気温が上昇したり、スポーツをしたり、風邪などを引いて体温が高くなったときに発汗します。身体や脳をクールダウンさせるための身体の仕組みとして、汗が排出されるのです。そのため、制汗剤などで必要以上に汗を抑えると、汗腺の機能を退化させ、熱中症になりやすくなったり、新陳代謝が悪い身体になったりする恐れがあります。 ほかにも、男性の汗はフェロモンとして機能するという説もあります。汗から異性を惹きつけるフェロモンが出ていると考えると、とても動物的な反応ですね。

 涙と汗の違い :涙がもたらす効果や役割

角膜や結膜への栄養補給と保護

まぶたを動かしやすくする潤滑材

紫外線や細菌などから守る

雑菌を消毒する



汗が体温調節をする一方で、涙には目を守る働きがメインです。「玉ねぎを食べたら目がしみて涙が出る」という人もいるでしょう。これは、玉ねぎを切ったときに発生する「硫化アリル」という物質が原因です。硫化アリル(気体)が目に届くと、目を傷つけないようにしようとして涙を流します。
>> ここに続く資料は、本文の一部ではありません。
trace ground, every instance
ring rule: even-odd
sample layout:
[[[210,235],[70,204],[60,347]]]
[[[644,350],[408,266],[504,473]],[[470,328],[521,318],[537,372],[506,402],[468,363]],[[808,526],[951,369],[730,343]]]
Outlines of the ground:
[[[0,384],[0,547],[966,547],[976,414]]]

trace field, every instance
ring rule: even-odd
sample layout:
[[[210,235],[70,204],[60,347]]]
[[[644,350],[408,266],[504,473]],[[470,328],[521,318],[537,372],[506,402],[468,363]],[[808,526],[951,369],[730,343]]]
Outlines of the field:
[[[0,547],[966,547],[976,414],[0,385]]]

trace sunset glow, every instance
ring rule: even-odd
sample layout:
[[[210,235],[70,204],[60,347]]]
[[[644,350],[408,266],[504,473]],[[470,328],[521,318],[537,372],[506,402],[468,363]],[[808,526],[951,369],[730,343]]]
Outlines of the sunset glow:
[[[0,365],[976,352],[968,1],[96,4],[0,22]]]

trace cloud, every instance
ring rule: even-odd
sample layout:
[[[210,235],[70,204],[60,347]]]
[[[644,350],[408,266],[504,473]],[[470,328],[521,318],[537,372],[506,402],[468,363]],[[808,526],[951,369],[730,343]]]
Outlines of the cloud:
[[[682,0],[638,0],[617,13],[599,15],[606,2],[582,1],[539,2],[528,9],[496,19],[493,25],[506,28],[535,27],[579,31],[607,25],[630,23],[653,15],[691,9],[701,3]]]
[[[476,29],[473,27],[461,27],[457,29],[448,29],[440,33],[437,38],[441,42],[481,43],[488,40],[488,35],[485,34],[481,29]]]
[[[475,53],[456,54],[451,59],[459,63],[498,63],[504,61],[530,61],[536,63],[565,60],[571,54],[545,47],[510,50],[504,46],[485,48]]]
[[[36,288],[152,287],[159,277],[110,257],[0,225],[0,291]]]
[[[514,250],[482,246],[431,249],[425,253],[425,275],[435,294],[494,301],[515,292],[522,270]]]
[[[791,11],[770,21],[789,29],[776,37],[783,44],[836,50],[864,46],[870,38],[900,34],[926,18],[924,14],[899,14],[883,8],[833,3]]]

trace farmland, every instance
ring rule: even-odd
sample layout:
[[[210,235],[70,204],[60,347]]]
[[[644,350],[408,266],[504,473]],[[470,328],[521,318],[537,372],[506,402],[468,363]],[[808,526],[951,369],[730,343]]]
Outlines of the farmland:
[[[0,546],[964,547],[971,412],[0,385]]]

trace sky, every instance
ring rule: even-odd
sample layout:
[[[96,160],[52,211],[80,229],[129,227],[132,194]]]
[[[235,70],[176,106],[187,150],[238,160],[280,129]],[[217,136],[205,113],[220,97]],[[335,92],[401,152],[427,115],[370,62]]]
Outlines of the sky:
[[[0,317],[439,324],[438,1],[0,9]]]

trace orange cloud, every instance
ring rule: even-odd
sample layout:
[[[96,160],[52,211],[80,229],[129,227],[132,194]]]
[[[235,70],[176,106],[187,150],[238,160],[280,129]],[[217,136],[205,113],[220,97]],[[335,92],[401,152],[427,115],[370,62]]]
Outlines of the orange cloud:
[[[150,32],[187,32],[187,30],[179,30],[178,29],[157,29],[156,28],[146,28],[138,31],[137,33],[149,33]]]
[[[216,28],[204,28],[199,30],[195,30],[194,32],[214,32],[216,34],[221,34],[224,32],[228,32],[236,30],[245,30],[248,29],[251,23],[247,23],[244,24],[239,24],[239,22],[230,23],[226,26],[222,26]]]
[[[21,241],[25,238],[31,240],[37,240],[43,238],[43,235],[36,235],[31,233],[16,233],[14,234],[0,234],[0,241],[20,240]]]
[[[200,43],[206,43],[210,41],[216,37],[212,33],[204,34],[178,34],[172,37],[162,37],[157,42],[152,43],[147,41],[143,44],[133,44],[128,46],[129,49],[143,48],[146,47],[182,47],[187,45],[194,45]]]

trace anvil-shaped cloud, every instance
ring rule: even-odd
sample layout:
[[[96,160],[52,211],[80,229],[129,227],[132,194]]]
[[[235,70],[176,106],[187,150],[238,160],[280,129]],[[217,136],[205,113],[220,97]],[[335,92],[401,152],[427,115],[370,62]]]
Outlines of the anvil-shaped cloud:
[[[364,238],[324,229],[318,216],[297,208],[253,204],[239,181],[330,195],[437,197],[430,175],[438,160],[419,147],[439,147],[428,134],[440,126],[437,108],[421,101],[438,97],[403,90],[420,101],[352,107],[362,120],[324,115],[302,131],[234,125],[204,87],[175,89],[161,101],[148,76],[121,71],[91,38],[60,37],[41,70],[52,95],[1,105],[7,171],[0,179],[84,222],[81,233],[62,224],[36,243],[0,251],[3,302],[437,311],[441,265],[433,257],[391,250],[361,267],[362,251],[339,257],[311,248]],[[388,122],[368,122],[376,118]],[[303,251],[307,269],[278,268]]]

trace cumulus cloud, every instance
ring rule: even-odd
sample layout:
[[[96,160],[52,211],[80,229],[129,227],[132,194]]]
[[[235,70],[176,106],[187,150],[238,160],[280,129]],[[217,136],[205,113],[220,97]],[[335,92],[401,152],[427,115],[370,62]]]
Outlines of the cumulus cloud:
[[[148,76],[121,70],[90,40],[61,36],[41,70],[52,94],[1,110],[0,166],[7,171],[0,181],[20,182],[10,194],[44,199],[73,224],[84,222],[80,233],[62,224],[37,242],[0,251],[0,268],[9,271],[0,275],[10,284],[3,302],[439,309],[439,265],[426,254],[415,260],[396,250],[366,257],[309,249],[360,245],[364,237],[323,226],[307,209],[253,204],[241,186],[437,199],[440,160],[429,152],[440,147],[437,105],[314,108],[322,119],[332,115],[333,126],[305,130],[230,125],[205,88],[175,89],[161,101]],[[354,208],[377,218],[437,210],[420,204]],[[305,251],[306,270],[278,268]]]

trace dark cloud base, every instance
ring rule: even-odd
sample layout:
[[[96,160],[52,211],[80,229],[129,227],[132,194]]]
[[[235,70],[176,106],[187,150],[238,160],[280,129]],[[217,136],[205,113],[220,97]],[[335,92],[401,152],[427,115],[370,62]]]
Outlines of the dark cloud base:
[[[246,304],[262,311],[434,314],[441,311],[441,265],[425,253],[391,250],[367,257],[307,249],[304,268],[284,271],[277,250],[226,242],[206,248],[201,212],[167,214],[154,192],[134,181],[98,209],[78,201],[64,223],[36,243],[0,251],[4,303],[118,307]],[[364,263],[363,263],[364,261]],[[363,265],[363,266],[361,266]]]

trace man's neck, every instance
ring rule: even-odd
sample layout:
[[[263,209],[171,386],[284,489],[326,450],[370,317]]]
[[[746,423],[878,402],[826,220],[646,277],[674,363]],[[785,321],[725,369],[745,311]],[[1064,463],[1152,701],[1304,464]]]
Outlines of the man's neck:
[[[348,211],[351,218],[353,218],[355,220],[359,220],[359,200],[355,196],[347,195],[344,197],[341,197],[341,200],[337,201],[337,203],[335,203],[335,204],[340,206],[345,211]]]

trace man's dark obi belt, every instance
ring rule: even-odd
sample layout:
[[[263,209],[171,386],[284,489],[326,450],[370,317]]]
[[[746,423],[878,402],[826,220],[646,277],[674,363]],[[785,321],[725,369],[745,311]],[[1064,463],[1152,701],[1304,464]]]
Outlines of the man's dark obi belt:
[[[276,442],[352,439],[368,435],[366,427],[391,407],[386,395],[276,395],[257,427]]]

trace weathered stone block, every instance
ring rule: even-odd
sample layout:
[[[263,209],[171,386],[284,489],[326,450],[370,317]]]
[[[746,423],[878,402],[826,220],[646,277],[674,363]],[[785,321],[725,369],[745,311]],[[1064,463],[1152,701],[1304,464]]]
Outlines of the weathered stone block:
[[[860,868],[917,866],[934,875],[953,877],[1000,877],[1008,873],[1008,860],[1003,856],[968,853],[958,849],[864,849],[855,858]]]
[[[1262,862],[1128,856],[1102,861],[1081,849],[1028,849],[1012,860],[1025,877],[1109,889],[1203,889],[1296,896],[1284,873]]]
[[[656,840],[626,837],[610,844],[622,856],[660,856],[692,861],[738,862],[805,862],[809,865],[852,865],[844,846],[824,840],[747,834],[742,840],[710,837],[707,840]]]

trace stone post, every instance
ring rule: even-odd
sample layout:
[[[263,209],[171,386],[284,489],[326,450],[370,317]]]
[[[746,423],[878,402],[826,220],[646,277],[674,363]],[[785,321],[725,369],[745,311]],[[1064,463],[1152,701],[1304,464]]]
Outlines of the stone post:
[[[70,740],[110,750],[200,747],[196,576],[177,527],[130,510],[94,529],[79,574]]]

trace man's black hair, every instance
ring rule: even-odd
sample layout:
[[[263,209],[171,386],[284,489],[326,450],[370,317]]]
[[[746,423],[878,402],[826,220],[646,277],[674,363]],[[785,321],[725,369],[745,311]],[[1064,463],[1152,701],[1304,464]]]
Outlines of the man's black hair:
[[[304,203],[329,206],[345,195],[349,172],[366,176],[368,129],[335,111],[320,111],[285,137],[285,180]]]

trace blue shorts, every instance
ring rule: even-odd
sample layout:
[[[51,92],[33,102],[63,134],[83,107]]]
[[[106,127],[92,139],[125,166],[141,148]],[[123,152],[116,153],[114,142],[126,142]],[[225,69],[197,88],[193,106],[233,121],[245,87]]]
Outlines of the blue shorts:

また、目に入ったゴミや埃などを排除したり、雑菌を消毒したりする役割も担っています。

同じ体液といえ、涙と汗では成分も役割も違うことがわかりました。涙も汗も身体にとって大事な機能のひとつです。特に夏場は制汗剤で汗を抑えがちですが、体温調節を正常な状態にするためにも、行き過ぎないよう気を付けるようにしましょう。